Physician’s Certification Statement (PCS)

Instructions – Physician’s Certification Statement (PCS)

When is the PCS required?

The PCS is required for all Medicare non-emergency transfers. Its purpose is to certify the medical necessity of non-emergency ambulance transportation. The presence of the signed physician certification statement does not, by itself, demonstrate that the transport was medically necessary and does not absolve the ambulance provider from meeting all other coverage documentation criteria. Ambulance copany employees are not allowed to fill out this form. PCS must be completed before transport can be provided. 

It is important to note that the presence (or absence) of a physician’s order (PCS Form) for a transport by ambulance does not necessarily prove (or disprove) whether the transport was medically necessary.

Authorized Signature Required

All PCS forms for all patients require a physician’s signature. The only acceptable alternatives to a physician’s signature are signatures of a Physician’s Assistant, Registered Nurse Practitioner, Registered Nurse, and Certified Nursing Specialist a Discharge Planner or a resident at a teaching hospital. 

Definitions:

  • Medical Necessity: Medicare covers ambulance services if they are furnished to a beneficiary, whose medical conditions such that other means of transportation would be contraindicated, Lack of alternate transportation does not create a medical necessity for ambulance services.
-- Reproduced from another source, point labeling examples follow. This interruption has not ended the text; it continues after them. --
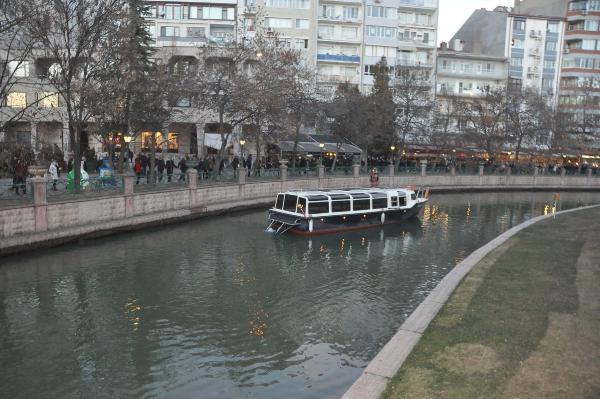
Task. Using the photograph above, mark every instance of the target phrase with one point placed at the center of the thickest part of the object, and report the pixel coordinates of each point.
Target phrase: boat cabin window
(279, 202)
(318, 207)
(301, 207)
(362, 204)
(379, 200)
(289, 203)
(340, 206)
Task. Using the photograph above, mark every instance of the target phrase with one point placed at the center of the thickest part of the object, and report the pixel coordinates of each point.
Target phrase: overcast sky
(453, 13)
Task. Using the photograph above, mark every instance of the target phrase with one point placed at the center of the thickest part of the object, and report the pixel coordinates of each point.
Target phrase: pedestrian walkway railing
(160, 181)
(14, 194)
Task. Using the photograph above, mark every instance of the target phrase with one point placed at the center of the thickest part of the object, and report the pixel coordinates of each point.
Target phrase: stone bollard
(192, 176)
(40, 204)
(242, 173)
(283, 172)
(128, 183)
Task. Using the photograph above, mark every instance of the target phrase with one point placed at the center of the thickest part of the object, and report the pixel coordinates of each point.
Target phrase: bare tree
(525, 111)
(486, 119)
(413, 99)
(74, 35)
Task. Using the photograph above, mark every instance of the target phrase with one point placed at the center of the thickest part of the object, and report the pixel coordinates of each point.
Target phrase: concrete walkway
(512, 324)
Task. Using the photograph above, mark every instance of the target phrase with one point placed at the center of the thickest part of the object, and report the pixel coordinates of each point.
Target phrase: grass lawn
(524, 323)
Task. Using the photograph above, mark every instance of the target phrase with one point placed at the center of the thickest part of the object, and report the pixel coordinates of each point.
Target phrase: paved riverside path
(524, 323)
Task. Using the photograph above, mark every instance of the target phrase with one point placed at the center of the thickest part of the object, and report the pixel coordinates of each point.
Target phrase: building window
(16, 100)
(350, 13)
(279, 22)
(19, 69)
(381, 31)
(551, 46)
(516, 62)
(519, 25)
(48, 99)
(552, 27)
(297, 4)
(196, 31)
(169, 31)
(302, 24)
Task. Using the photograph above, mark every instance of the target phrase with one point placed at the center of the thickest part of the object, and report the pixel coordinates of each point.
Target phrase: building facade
(342, 39)
(580, 74)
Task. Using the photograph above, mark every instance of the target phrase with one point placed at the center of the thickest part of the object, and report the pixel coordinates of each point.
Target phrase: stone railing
(43, 222)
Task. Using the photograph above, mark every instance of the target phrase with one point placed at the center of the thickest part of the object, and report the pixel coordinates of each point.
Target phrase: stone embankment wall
(43, 224)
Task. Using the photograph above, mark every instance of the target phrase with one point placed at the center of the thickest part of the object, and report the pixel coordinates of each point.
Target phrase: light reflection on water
(218, 308)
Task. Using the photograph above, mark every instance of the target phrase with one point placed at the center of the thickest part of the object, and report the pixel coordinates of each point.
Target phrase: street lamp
(321, 145)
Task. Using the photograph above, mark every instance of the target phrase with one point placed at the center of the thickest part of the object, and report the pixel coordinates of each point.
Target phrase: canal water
(217, 308)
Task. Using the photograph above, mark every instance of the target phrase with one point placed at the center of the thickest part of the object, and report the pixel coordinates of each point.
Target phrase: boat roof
(348, 193)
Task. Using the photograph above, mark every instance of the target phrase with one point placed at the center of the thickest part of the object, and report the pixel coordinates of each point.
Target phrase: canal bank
(218, 307)
(45, 223)
(522, 323)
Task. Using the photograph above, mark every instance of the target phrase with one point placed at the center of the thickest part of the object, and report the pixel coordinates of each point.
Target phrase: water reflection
(218, 308)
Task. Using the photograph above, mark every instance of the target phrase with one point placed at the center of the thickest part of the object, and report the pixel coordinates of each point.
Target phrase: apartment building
(530, 42)
(580, 74)
(342, 39)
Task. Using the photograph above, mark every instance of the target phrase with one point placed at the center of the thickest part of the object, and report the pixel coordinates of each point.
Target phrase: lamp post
(321, 146)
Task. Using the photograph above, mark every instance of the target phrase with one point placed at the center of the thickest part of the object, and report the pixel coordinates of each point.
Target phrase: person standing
(249, 164)
(53, 170)
(182, 166)
(137, 167)
(20, 173)
(170, 165)
(160, 166)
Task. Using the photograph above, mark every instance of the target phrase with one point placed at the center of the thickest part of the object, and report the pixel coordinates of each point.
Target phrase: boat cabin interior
(341, 202)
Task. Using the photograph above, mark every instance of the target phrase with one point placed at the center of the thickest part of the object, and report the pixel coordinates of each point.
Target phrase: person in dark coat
(160, 167)
(170, 165)
(182, 166)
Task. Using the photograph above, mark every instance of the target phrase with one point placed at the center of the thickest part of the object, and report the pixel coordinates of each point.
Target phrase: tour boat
(331, 211)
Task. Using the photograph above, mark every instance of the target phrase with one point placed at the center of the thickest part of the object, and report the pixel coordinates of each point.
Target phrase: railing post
(128, 183)
(192, 176)
(40, 203)
(242, 172)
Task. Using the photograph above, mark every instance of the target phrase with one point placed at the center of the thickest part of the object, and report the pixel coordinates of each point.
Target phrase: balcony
(338, 79)
(338, 58)
(431, 4)
(339, 19)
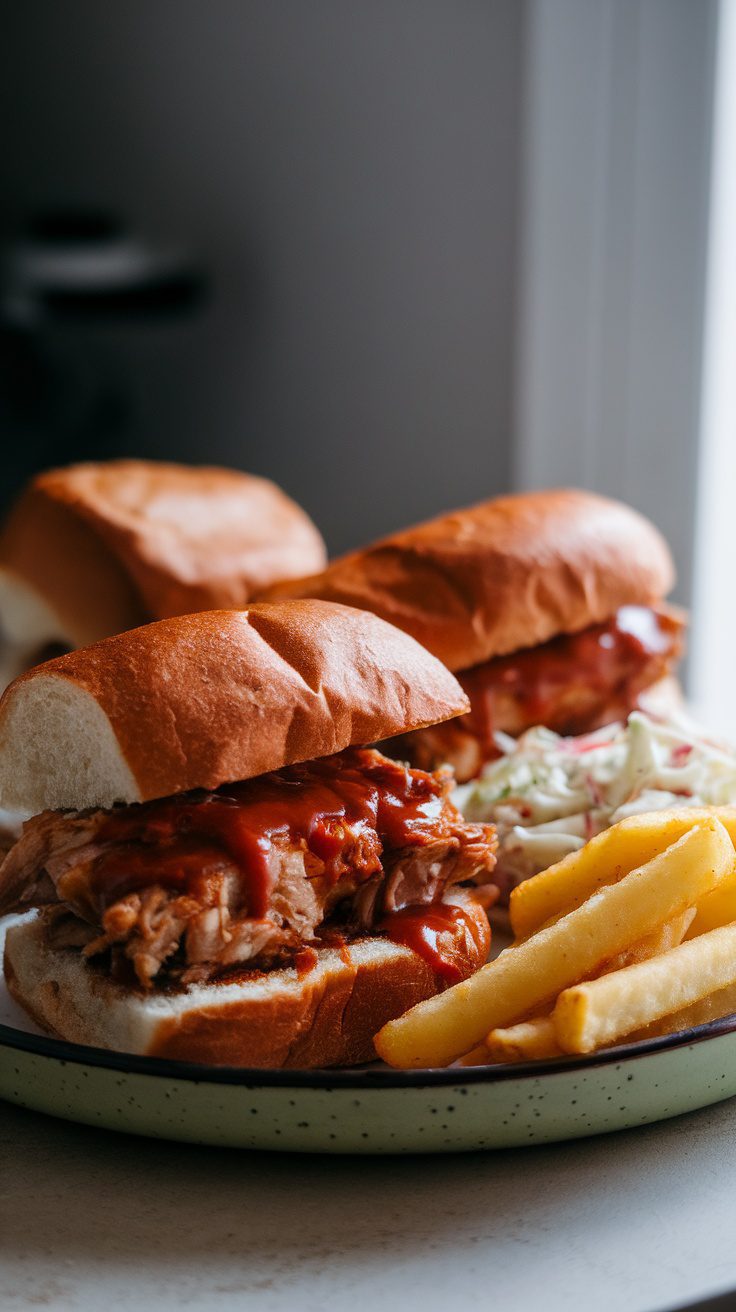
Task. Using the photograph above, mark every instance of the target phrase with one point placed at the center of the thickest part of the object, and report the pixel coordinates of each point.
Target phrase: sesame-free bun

In addition, for non-emergency ambulance transportation, the definition of bed confined (see below) must be met to ensure that ambulance transportation is medically necessary. 
  • Bed Confined: All three must be met before a patient is bed confined; however, bed confinement is not the sole determinate of medical necessity.
  • The beneficiary is unable to get up from bed without assistance; and
  • The beneficiary is unable to ambulate; and
  • The beneficiary is unable to sit in a chair, or a wheelchair

CMS recognizes that it is standard and accepted medical practice in both hospitals and nursing homes to take steps to ensure that beneficiaries are up and out of bed as often as their condition permits. Such beneficiaries are not bed-confined.

It is incumbent upon health care professionals responsible for the care of individual beneficiaries to determine what is safe for those beneficiaries. If it is determined that it is unsafe for a particular beneficiary to be unmonitored during transport, then the documentation submitted for that particular transport should support the need for ambulance transportation. The carrier in processing the claim will consider that documentation.